American Sugar Alliance: ‘The country is swimming in sugar’

Sugar prices in the US have fallen more than 40% since last summer and are now at “dangerously low levels for producers who are facing ever-increasing input costs”, according to Jack Roney, an economist with the American Sugar Alliance (ASA).

Roney, writing in the association’s Sugar Beet newsletter, claims surplus stocks are suffocating the sugar market, owing to a combination of strong domestic production and “excessive imports triggered by a controversial USDA decision to boost supplies earlier this year”.

The surplus is bad news for overseas farmers, too, since the US is the world’s biggest sugar importer, he argues:

“In fact, the government of the Philippines recently announced it would delay a large sugar shipment to America in hopes of better prices down the line.”

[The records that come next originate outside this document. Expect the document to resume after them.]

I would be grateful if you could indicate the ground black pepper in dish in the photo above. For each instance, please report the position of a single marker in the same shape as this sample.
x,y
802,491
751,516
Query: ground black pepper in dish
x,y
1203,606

According to USDA, producer prices for refined sugar fell another 4% in November, with two million tons of excess sugar currently overhanging the market.

US raw sugar prices are now in line with artificially low prices on the global dump sugar market

While US bakers and confectioners argue that they pay over the odds for sugar, making them less competitive and sending food manufacturing jobs overseas, the ASA claims candy makers pay less for sugar than counterparts in other developed countries, and have grown sales during the recession.

When you factor in transportation costs, US raw sugar prices “are now in line with artificially low prices on the global dump sugar market, which has been called the most distorted and depressed commodity market in the world”, claims Roney.

NCA: Reform of the archaic US sugar program is vital for candy companies across the US

However, the National Confectioners Association (NCA) argues that the US sugar program, which sets import quotas on sugar, enforces a minimum price for sugar in the US market, limits how much US sugar processors can sell, and forces USDA to buy surpluses and sell them to ethanol refineries, means US sugar prices are artificially high.

According to the Coalition for Sugar Reform, an alliance of food and beverage manufacturers and other groups, the sugar program (as outlined in the 2008 Farm Bill), reduced access to imports and distorted markets, causing sugar prices to spike to record highs in 2010 and 2011. 

Artificially high prices in turn created an incentive for domestic growers to produce more sugar crops, explaining the current surplus, it claims.

“With supplies on the rise in both Mexico and the US, US refined sugar prices have fallen to around 32-34 cents per pound — still higher than the 28-cent average under the 2002 Farm Bill and roughly 50% higher than the world price. “

Speaking to FoodNavigator-USA earlier this week, NCA senior vice president communications and outreach Susan Smith said the NCA’s top lobbying priority next year is reform of the sugar regime.

She added: “Reform of the archaic US sugar program is vital for candy companies across the US.”

The American Sugar Alliance is a national coalition of sugarcane and sugar beet farmers, processors, refiners and suppliers.